Commissioned by the Cleveland Orchestra.

Work notes Dedicated to Franz Welser-Möst and the Cleveland Orchestra
Publisher Chester Music Ltd
Category Orchestra
Sub Category Large Orchestra
Year Composed  2002
Duration 22 Minutes
Orchestration 4(afl,pic:pic)4(ca)44(cbn)/6431/2timp.4perc/2hp.pf.org/str
Availability Hire
Scores on Subscription

Programme Note
Orion (2002)

Images of the Night, dreams, myths, and distant mysteries have always loomed large in Kaija Saariaho’s work. The Finnish composer’s extensive catalogue contains evocative titles like From the Grammar of Dreams, Wing of the Dream, Caliban’s Dream, For the Moon, Graal Theatre, The Castle of the Soul, and, most recently, her opera performed with resounding success at Santa Fe this past summer, L’Amour de Loin (‘Love from Afar’). Orion, the mysterious and adventurous hunter of Greek mythology, was the mortal son of Neptune (Poseidon), the god of seas. After his death, Orion was placed by Zeus in the sky as a radiant constellation. He is, thus, at once an active (even hyper-active) human being and an immobile heavenly object, and Saariaho has fully exploited that contrast in the present work in three movements – her largest purely symphonic composition to date.

Orion begins its musical journey in a kind of amorphous ‘interstellar space’. The first movement, titled ‘Memento mori’ (‘Remember that you must die’), evolves from a mysterious introduction towards a powerful orchestral outburst marked by the entrance of the organ. This moment also brings an expansive string melody and an insistent – one would like to say inexorable – rhythmic idea in equal eighth-notes, played fortissimo by the woodwinds. The music then becomes more animated, with a new, exited figure all in rapid sixteenth-notes gradually taking hold of almost the entire orchestra, repeated furioso and con violenza until it is abruptly cut off.

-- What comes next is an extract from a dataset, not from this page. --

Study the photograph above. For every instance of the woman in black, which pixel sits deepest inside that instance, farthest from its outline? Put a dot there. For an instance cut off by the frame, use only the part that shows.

The second movement, ‘Winter Sky’, opens with a haunting piccolo solo, continued by solo violin, clarinet, oboe, and muted trumpet. As the orchestral soloists pass the melody around, the other instruments provide a colourful and atmospheric accompaniment. The orchestral texture later fills out with multi-layered polyphony, yet the movement remains calm and contemplative. For the ending, the already slow tempo becomes even slower as the piano emerges from the background with a ‘sky-high’ melody repeating a few notes in changing permutations, over expressive string glissandos and the sound of chimes, bowed vibraphone, and crotales.

We come back to earth with the energetic final movement, titled ‘Hunter’. It is a study in perpetual motion – or almost, since the fast motion is repeatedly interrupted by short mysterious episodes in a slow tempo. The third such interruption, more extended than the first two, momentarily recalls the second movement, before the music returns to its former dynamic and joyful self. The excitement grew grows apace, but as the tempo increases, the volume decreases. More and more instruments drop out, and by the end, Orion has once again assumed his position on the night firmament.